Global Silicon Metal Prices Remain at Lower Levels Amidst Sluggish Downstream Demand
- 16-May-2023 3:10 PM
- Journalist: Nina Jiang
During the second week of May, the global market for Silicon Metal experienced declining market sentiment. This was primarily attributed to lower operating rates of certain Silicon Metal companies, resulting in a slight reduction in supply. Sluggish consumption from downstream sectors such as aluminium alloys, silicone, and exports, along with higher inventory levels, continued to exert downward pressure on Silicon Metal prices. Market players noted that the demand for Silicon Metal from downstream polysilicon enterprises remained strong in April 2023. However, the polysilicon market has experienced a slight oversupply, leading to a gradual accumulation of inventories in May. In anticipation of falling polysilicon prices, some companies have planned to reduce their output. Furthermore, some Silicon Metal enterprises in the Chinese market have carried out maintenance activities, either due to sluggish market conditions or equipment failures.
In April, the average operating rate of downstream primary Aluminium Alloy producers decreased as compared to the previous month. Similarly, the operating rate at secondary Aluminium Alloy plants experienced a more significant decline. The sluggish demand for terminal automobile consumption and reduced orders for aluminium alloys have resulted in a slowdown in shipments of aluminium alloy ingots. This and cash flow challenges have compelled some enterprises to scale back their output or suspend production altogether.
In the Chinese market, several Silicon Metal industries have conducted maintenance activities either due to sluggish market conditions or equipment failures. This has led to a decline in output in regions such as Yunnan, Xinjiang, Fujian, and Shaanxi, with approximately 5,000 MT of industrial Silicon Metal being cut by companies in Xinjiang and Yunnan. Some Silicon Metal plants in northern China have actively sought sales opportunities under significant pressure. Meanwhile, factories of Silicon Metal in Sichuan are anticipated to resume production by the end of May or early June, and those in Yunnan are expected to restart production in June-July.
The US debt crisis has intensified in recent weeks, causing increased market panic, while Chinese macroeconomic data has fallen short of expectations. This has contributed to a pessimistic demand outlook for downstream Aluminium Alloy products in the Chinese market. Despite a decrease in social inventories of Aluminium Alloy in China, the overall demand for Silicon Metal remains subdued. Moreover, the output of Aluminium Alloy has continued to rise, leading to a lack of cost support for aluminium prices. In May, the operating rates of Silicon Metal companies are expected to decline as some enterprises have planned to reduce their production in the first twenty days of the month. Additionally, certain Chinese companies that suspended their production in mid-to-late April will adhere to their production cut plans.

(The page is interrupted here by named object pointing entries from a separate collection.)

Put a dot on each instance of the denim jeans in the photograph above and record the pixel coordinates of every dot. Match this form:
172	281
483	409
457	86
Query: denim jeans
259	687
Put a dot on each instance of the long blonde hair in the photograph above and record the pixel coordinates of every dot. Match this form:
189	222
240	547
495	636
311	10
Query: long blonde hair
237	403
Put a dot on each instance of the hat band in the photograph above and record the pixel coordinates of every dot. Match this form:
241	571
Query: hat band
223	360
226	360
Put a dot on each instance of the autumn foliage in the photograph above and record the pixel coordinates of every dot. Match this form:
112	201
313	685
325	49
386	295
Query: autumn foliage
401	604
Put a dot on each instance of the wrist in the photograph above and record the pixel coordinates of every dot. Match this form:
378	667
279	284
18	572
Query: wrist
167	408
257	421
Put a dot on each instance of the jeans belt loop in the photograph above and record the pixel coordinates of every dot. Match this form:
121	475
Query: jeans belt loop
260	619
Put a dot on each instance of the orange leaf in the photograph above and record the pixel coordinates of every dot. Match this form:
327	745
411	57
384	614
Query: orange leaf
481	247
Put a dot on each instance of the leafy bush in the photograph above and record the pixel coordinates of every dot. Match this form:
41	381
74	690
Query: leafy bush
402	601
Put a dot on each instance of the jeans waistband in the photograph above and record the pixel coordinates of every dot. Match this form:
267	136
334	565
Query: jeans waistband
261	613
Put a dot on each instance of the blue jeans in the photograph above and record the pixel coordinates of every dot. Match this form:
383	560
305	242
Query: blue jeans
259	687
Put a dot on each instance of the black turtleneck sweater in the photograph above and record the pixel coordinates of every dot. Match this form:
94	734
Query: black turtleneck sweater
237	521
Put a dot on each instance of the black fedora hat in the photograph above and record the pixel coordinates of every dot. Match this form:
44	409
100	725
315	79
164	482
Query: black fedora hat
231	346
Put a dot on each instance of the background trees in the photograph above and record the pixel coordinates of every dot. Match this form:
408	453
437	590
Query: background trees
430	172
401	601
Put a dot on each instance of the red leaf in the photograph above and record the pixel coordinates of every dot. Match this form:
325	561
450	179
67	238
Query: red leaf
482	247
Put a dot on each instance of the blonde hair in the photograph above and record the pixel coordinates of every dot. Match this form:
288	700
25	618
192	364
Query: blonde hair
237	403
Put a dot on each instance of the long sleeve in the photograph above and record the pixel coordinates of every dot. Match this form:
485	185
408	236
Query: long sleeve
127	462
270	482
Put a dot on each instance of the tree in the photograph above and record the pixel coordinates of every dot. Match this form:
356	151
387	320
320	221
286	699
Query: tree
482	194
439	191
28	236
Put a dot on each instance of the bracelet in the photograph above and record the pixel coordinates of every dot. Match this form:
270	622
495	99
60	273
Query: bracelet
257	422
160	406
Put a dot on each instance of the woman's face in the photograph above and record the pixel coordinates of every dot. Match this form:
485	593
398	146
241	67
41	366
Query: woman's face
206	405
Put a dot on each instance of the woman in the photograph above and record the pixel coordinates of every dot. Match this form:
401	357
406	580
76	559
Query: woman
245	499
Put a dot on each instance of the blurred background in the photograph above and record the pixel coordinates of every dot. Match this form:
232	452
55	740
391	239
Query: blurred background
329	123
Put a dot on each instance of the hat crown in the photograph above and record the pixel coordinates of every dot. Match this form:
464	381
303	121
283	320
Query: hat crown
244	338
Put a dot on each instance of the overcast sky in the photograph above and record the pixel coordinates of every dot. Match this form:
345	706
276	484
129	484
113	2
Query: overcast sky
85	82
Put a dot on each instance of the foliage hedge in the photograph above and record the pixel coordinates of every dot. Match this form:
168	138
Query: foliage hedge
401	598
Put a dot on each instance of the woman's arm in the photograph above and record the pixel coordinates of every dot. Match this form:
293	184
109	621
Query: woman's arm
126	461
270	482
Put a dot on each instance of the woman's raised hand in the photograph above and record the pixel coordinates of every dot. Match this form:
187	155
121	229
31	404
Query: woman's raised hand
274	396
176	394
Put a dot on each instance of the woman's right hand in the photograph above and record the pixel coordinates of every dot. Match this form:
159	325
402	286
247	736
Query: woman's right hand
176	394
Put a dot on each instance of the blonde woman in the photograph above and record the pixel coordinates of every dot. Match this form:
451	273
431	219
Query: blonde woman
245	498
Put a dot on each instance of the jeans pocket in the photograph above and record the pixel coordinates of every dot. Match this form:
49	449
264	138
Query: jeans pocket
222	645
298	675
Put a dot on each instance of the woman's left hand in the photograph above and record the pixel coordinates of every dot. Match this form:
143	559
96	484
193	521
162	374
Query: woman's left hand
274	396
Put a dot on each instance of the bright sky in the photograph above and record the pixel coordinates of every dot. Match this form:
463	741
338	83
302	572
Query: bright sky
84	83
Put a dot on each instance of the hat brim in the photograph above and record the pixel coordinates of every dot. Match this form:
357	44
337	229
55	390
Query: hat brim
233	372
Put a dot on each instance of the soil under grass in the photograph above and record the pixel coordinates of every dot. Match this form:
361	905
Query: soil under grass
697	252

In early May, the US Federal Reserve increased interest rates by 25 basis points to reach a range of 5%-5.25%, which is the highest level since mid-Q3 2007. Although this rate hike was in line with expectations, the slowdown in inflation has raised concerns among investors. On the one hand, it has instilled confidence in the market that the Federal Reserve may pause further rate hikes. On the other hand, investors have become worried that the economic slowdown could potentially indicate an impending recession. These factors have contributed to heightened market uncertainty and volatility.
Thus, ChemAnalyst anticipates that Silicon Metal companies may resume their operations by the end of May. As a result, Silicon Metal prices are expected to remain at their current levels until the following week. However, it is important to note that the Silicon Metal output for May is projected to decrease slightly compared to the previous month and fall below the levels observed during the same period last year.